I’d like to sit in on the photoshoot brainstorming where someone sees a need for poorly dressed, overly excitable models to pose for completely unrealistic holiday pictures. We’ve consolidated the 16 best (or worst) images (17 if you count the thumbs-up weight loss gal) so that you can join us in shuddering to some pure unadulterated what the Frosty is going on here confusion. Try to focus on happy sugar plums or sing a line of “Jingle Bells” if necessary…
Ho-ho-hold on a second. I don’t want anyone like this sliding down my chimney.
Because one creepy Santa photo isn’t enough.
Help your kids eat more veggies by putting a terrifying Santa on top! A day’s worth of vitamins with a side of nightmares.
What’s worse, this outfit or the fact that she’s trying to run barefoot? (Hint: the outfit)
“I hope these giant Aladdin pants help me find inner peace and a hot new girlfriend this season. I look good.”
What a better time to practice your splits than by the tree! Let’s hear it for flexibility, presents, tacky tights, and inappropriate enthusiasm!
I’m not sure where she’s working out, but I’m pretty sure that skirt doesn’t stay on for much longer.
It’s the ornament that warms hearts and really makes the season real for the whole family.
Wine and friends and wine and feasts and ALL THE WINE! More wine!
Redefining the air guitar? Auditioning for the Rockettes? Performing some disturbing hamstring stretch in go-go boots?

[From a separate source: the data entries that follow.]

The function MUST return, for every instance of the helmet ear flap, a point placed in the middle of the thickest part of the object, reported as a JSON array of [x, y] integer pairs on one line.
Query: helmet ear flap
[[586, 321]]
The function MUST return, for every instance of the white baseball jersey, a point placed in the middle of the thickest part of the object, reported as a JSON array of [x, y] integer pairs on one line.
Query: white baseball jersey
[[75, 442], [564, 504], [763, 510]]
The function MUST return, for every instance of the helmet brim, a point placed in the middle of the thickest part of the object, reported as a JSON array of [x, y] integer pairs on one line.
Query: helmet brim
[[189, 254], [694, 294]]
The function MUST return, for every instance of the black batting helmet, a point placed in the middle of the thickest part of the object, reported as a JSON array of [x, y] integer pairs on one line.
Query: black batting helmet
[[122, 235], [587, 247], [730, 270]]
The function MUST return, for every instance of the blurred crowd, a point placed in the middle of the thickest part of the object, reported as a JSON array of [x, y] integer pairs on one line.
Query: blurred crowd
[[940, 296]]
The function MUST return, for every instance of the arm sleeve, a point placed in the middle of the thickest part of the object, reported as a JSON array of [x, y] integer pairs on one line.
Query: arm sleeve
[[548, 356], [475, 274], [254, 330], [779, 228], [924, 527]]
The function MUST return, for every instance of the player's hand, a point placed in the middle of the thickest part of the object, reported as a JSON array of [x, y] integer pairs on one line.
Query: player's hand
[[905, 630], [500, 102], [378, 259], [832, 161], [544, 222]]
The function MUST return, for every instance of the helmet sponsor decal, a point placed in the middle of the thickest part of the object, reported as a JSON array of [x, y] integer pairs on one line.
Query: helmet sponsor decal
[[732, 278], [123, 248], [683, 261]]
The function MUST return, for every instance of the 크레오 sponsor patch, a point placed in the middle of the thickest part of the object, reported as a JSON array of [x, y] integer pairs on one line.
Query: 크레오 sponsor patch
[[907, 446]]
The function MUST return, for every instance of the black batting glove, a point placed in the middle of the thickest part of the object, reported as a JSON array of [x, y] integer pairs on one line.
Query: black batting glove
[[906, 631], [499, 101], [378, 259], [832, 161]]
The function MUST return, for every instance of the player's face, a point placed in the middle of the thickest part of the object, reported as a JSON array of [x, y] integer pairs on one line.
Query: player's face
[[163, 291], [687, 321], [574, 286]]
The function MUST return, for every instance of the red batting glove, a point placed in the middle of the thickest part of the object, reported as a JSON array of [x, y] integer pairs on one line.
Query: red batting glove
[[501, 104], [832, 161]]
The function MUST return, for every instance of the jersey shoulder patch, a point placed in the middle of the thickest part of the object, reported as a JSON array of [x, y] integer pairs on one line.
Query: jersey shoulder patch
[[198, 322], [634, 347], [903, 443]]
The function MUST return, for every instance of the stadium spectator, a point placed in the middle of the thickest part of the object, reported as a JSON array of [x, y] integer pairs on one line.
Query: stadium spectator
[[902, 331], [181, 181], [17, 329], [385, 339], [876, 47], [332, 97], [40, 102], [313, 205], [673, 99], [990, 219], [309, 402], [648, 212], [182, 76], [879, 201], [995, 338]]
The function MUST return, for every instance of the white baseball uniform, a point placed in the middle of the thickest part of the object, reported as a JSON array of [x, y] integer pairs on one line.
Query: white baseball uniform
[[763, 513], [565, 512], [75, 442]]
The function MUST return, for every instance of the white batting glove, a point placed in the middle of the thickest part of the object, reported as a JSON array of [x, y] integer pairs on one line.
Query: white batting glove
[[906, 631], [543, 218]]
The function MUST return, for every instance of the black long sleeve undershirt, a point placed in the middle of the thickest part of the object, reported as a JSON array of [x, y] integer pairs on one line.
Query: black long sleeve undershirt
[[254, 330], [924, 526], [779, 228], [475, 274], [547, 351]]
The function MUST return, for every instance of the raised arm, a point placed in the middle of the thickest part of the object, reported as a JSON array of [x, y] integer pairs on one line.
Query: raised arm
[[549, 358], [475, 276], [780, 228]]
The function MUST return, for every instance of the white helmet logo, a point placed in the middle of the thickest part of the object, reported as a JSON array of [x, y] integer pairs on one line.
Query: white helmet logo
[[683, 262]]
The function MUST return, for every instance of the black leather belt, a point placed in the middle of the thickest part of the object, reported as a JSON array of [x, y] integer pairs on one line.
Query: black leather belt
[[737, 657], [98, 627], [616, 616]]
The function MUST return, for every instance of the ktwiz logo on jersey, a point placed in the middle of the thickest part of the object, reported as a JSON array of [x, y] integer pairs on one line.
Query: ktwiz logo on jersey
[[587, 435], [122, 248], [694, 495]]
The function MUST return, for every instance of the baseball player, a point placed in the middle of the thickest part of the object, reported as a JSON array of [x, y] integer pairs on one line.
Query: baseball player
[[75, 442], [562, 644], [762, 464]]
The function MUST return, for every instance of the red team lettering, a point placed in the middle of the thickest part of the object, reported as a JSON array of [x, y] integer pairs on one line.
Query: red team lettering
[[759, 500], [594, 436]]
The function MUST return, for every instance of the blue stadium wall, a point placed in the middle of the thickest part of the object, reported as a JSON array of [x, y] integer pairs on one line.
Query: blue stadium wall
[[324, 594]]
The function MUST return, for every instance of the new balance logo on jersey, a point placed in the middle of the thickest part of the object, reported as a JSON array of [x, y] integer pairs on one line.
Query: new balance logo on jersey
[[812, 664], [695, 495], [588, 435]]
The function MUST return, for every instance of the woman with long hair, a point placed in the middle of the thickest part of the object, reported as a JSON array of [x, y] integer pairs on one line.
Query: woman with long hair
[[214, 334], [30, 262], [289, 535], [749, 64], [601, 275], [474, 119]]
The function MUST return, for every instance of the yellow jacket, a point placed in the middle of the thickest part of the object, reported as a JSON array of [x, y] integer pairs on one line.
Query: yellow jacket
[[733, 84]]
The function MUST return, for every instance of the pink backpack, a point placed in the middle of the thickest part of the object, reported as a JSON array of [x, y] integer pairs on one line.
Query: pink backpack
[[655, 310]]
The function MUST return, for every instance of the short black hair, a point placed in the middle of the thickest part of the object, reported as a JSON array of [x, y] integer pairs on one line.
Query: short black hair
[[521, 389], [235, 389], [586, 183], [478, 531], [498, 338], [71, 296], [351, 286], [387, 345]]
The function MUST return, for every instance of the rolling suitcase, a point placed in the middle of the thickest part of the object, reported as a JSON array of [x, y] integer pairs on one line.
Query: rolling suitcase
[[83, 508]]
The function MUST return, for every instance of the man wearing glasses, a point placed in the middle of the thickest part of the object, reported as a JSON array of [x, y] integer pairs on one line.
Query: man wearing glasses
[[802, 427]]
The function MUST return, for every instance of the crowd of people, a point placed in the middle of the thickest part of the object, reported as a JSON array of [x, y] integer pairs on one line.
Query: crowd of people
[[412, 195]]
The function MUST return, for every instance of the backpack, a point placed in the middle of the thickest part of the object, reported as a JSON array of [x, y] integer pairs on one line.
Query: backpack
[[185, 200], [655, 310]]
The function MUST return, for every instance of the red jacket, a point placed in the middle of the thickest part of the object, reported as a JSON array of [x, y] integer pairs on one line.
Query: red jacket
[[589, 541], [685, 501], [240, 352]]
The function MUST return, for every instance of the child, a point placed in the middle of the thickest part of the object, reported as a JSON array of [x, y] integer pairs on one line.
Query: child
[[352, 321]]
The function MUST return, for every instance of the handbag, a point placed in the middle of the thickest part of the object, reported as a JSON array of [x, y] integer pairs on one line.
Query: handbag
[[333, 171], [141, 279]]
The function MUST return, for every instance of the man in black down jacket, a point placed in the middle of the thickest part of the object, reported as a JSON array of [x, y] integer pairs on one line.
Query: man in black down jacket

We may never know.
Two thumbs up for winter, hockey skates, giant headbands, classic sweaters, and… falling down?
Sorry, but we needed just one more creepy, cock-eyed, gym rat Santa. That is all we want for Christmas!
Eat up kids, I’ve laced the turkey so you can’t tell how ridiculous you look in these crowns.
I mean, honestly….WHAT are you doing?
Has anyone seen Gone Girl? I’m not quite sure that knife is for the turkey…
No wonder they never let poor Rudolph join in any reindeer games. He was insane.